When the plane got closer and closer to the ground I was a little overwhelmed. From the very beginning the poverty was evident. Seeing homes made out of sheets of metal and scraps was so sad to me, and then the craziness of the airport made me nervous! The luggage was thrown into piles on the ground, it was crowded, and the desperate guys trying to carry our luggage and asking for money was all a little intimidating. As soon as I saw the Coreluv truck, I remembered why we were there. I was just praying that all of Haiti wasn’t as chaotic as that airport, and it wasn’t. Then as we left the airport I started to ask myself, how can one place be so distraught and poor, and another place not so far away (home) be so blessed and wealthy? Why are the streets so horrible with trash everywhere? Yet, I loved all of the things that make Haiti what it is . . . the tap-taps covered in scripture, the women carrying baskets of everything on their heads, the children playing soccer in the streets, etc. My heart broke for this country that had a government that could care less about their disaster-stricken streets and buildings.

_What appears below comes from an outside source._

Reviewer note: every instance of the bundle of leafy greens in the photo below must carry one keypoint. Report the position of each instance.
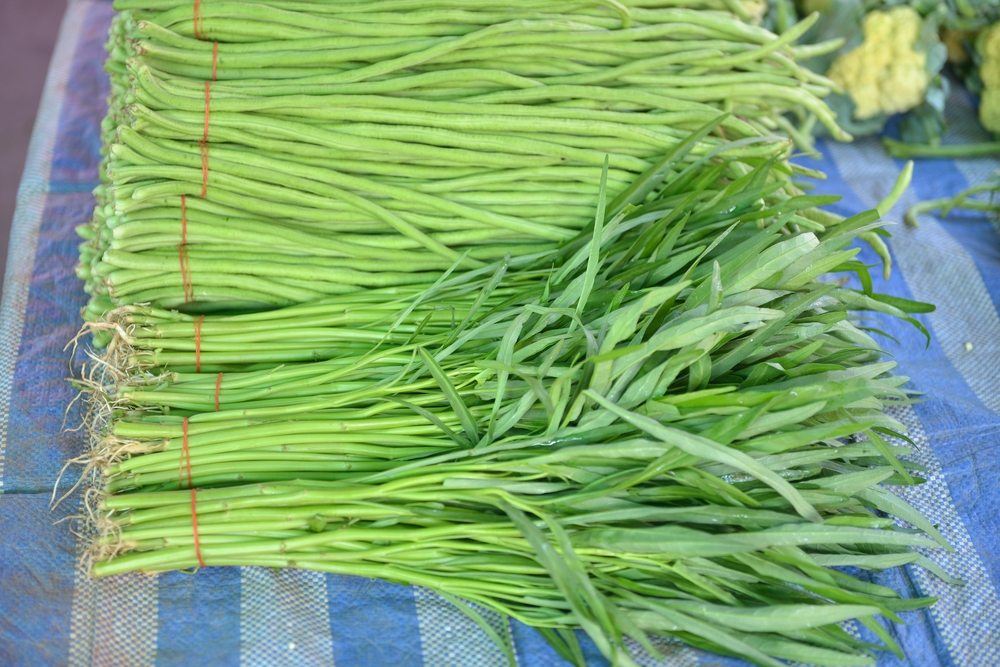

As the week went on we went to Raboto to help at the feeding center, I had not prepared myself for this experience. I knew this was the poorest community in Haiti and that this was the only meal these children would get each day, but saying that and actually seeing that are two very different things. I was so overcome by emotion when the children started getting there and waiting patiently for their food, that I just stood there and bawled my eyes out. Once I finally composed myself, I started serving food. Afterwards, this beautiful young woman came up to me and handed me her tiny baby. This baby looked to be about two months old (although the children in Haiti were always older than I guessed), he had a shirt but was naked other than that, his little nose was covered in snot, and he was coughing constantly. I will say that he was the most adorable little baby ever. His mother was pointing to him, pointing to me, and saying something over and over. I called Kinson over and asked him to interpret. Honestly, I was scared to death that she was asking me to take her baby with me. Instead, she was asking me to find food for him, because he didn’t get any. She had two other children with her as well, but they were able to eat. Kinson told her that the food was all served, and I felt my throat tighten up. I looked at my husband, Josh, and somehow managed to choke out, “find him some food.” He found a spoon and literally scraped a spoonful of rice off the table that had spilled in the serving process. I tried to feed this tiny baby the rice by using my fingers because he could not eat from the spoon. I think he might have gotten 3 or 4 pieces of rice down, and the rest just fell out every time he coughed. My heart was broken because all I could think was that this child would not make it. The orange tint in his hair, the yellow color in his eyes, and the fact that he was sick made me think that his life was not looking too promising. I left that day with a broken heart, and I will never forget that baby and the desperate look in his mommy’s eyes. I just pray that when I return to Raboto that I get to see that boy again and know that he is alive and well. I pray that God will use his little life for something big.